The Alabama Hills Near Lone Pine

The Eastern Sierra Road Trip is now a definite go for next week. Today, Martine managed to get a few of her healthcare scheduling issues taken care of, so I went and reserved accommodations for our trip. I just have to do a little shopping, like getting good AA alkaline batteries for my little Canon rangefinder.

Most people don’t know much about the Eastern Sierras. They’re usually familiar with the National Parks along the Western Sierras, places like Sequoia, Kings Canyon, and Yosemite—but the eastern edge of the range is steeper and the base is, for the most part, desert. In fact, we will have to drive through a good chunk of the Mohave Desert between the town of Mohave and Olancha, where the interesting sights begin, right near the turnoff for Death Valley. (Mind you, we don’t intend to visit Death Valley in July: That’s the sort of thing that only German tourists do for some reason.)

If you want to get an idea of what there is to be seen along Highway 395 as it wends its way along the eastern slope of the mountains, click on the California Through My Lens website, which does a fairly good job of enumerating what is to be seen along the way.

As I mentioned elsewhere, our three main destinations are:

  • The ghost town of Bodie
  • The Devils Postpile National Monument
  • The Ancient Bristlecone Pine Forest

I have been to Bodie, though Martine has not. Neither of of us have seen the other two places. All three are on high ground off Highway 395, somewhere around the 10,000-foot (3,000 meter) elevation mark.

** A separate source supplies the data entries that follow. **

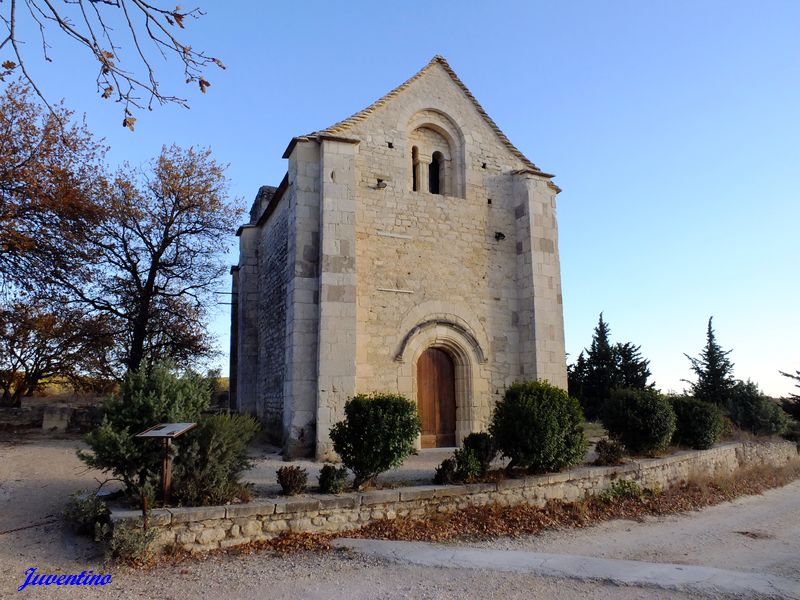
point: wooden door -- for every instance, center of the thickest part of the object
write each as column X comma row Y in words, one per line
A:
column 436, row 398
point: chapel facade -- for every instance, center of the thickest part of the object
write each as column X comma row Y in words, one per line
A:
column 410, row 248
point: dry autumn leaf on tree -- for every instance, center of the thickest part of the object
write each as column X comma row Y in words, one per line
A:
column 124, row 37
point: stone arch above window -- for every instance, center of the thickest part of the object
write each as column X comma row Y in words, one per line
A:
column 437, row 163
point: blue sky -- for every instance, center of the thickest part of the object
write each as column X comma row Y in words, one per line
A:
column 673, row 128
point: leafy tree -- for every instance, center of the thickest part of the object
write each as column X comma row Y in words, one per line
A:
column 157, row 255
column 632, row 370
column 714, row 371
column 600, row 371
column 145, row 398
column 122, row 37
column 209, row 460
column 40, row 342
column 51, row 173
column 791, row 404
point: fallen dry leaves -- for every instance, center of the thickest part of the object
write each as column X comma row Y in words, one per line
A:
column 495, row 521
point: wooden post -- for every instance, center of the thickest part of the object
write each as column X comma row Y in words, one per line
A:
column 166, row 472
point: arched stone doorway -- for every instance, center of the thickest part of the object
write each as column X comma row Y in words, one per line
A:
column 436, row 398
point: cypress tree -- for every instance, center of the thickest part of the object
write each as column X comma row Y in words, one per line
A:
column 632, row 370
column 600, row 371
column 576, row 377
column 714, row 371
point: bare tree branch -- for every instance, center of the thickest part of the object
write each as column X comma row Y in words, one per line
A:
column 133, row 83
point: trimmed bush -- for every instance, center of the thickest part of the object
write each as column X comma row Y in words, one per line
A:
column 609, row 452
column 642, row 420
column 332, row 479
column 752, row 411
column 293, row 480
column 698, row 424
column 483, row 447
column 212, row 458
column 445, row 472
column 538, row 426
column 377, row 433
column 792, row 432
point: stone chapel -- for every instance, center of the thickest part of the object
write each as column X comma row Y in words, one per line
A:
column 410, row 248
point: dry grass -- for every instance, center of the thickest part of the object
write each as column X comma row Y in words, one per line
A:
column 488, row 522
column 698, row 492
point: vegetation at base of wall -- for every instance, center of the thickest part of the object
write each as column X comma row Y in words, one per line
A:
column 208, row 460
column 332, row 479
column 146, row 397
column 212, row 459
column 377, row 434
column 446, row 472
column 752, row 411
column 792, row 432
column 609, row 452
column 624, row 489
column 698, row 424
column 791, row 404
column 129, row 543
column 468, row 465
column 293, row 480
column 483, row 446
column 84, row 511
column 486, row 522
column 642, row 420
column 539, row 427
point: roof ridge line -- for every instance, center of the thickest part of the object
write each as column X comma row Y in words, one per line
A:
column 364, row 113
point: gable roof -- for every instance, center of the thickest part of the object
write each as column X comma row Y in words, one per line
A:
column 342, row 126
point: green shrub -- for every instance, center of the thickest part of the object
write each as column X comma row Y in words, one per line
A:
column 84, row 510
column 293, row 480
column 332, row 479
column 642, row 420
column 145, row 398
column 752, row 411
column 483, row 447
column 377, row 433
column 792, row 432
column 538, row 426
column 698, row 424
column 211, row 460
column 130, row 543
column 445, row 472
column 609, row 452
column 468, row 466
column 622, row 489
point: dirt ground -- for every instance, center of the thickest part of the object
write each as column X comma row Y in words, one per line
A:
column 37, row 473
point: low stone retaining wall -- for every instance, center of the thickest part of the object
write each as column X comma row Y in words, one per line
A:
column 208, row 528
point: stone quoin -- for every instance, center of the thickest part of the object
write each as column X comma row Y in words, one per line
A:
column 410, row 248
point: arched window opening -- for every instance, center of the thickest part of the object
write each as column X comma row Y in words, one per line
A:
column 435, row 174
column 415, row 169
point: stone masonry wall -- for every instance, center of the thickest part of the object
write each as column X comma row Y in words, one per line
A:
column 209, row 528
column 271, row 311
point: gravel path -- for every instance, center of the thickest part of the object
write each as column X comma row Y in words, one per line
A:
column 38, row 473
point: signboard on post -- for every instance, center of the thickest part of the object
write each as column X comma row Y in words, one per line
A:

The great thing about traveling through the desert is that there are always a ton of minor destinations that amuse you without eating up too much time. One such place is Pearsonville, the “Hubcap Capital of the World,” where you can find a 25-foot-tall statue of a young woman:

On the Road to Olancha

 

Owens Valley Escapade

Ghost Town of Bodie, California

Although Martine and I have been to the Owens Valley before, Martine suggested another visit to see some of the sights we have missed. To be specific, there are the following three destinations she’s never seen before:

  • The ghost town of Bodie, a town which was abandoned by its residents, especially after the mine closed in 1942. It is now a State Historical Park which will be allowed to decay naturally—but not before I’ve had another look at it.
  • The Devils Postpile National Monument, a natural feature that resembles the Giants Causeway of Northern Island with its hexagonal columns.
  • The Ancient Bristlecone Pine Forest in the White Mountains, containing the oldest living things on earth: trees that are thousands of years old.

The Devils Postpile National Monument

In addition, there are a number of other sights with which we are familiar and which we may revisit:

  • The Manazanar camp for the resettlement of Americans of Japanese ancestry during the Second World War.
  • The Eastern California Museum of Inyo County
  • The Lone Pine Film History Museum and the nearby Alabama Hills where hundreds of Westerns were shot.
  • Mono Lake and its natural tufa structures
  • The Laws Railroad Museum near Bishop, California

Bristlecone Pine Tree

There is a very informative website called Highway 395 Roadtrip Stops complete with photographs, of the many features along the route.

We will probably be gone for five days sometimes in the next month or so.